Once we set up the architecture of your model, it’s time to compile and fit the model to the data. To compile your model, you configure the model with a certain optimser. We looked at adam and RMSprop, there are of course others. Some of the most popular optimization algorithms used are the Stochastic Gradient Descent (SGD), ADAM and RMSprop. Depending on whichever algorithm you choose, you’ll need to tune certain parameters, such as learning rate or momentum. The choice for a loss function depends on the task that you have at hand. Having said that, we must also specify the loss function - for regression we use mse and for classification we use categorical_crossentropy. Additionally, we must also provide a metric to assess model whilst training. The accuracy during the training by passing accuracy is appropriate for classification problems and the mean_absolute_error is good for regression problems.

Assessing Training Perforamnce

Using the plot function, we can visualise the performance of the training process for the specified network.
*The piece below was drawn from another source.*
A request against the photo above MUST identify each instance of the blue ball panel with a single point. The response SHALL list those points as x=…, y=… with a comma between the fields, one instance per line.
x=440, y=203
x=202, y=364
If your training data accuracy keeps improving while your validation data accuracy gets worse, you are probably overfitting: your model starts to just memorize the data instead of learning from it. If the trend for accuracy on both data sets is still rising for the last few epochs, you can clearly see that the model has not yet over-learned the training data set.

Fine Tuning Model

Fine-tuning your model is probably something that you’ll be doing a lot, especially in the beginning. There are already two key decisions that you’ll probably want to adjust: how many layers you’re going to use and how many “hidden units” you will choose for each layer. Besides playing around with the number of epochs or the batch size, there are other ways in which you can tweak your model in the hopes that it will perform better: by adding layers, by increasing the number of hidden units and by passing your own optimization parameters to the compile() function

Predictions

Now that your model is created, compiled and has been fitted to the data, it’s time to actually use your model to predict the labels or target values for your test set. As you might have expected, you can use the predict() function to do this.

For classification problems, you can print out the confusion matrix to check out the predictions and the real labels.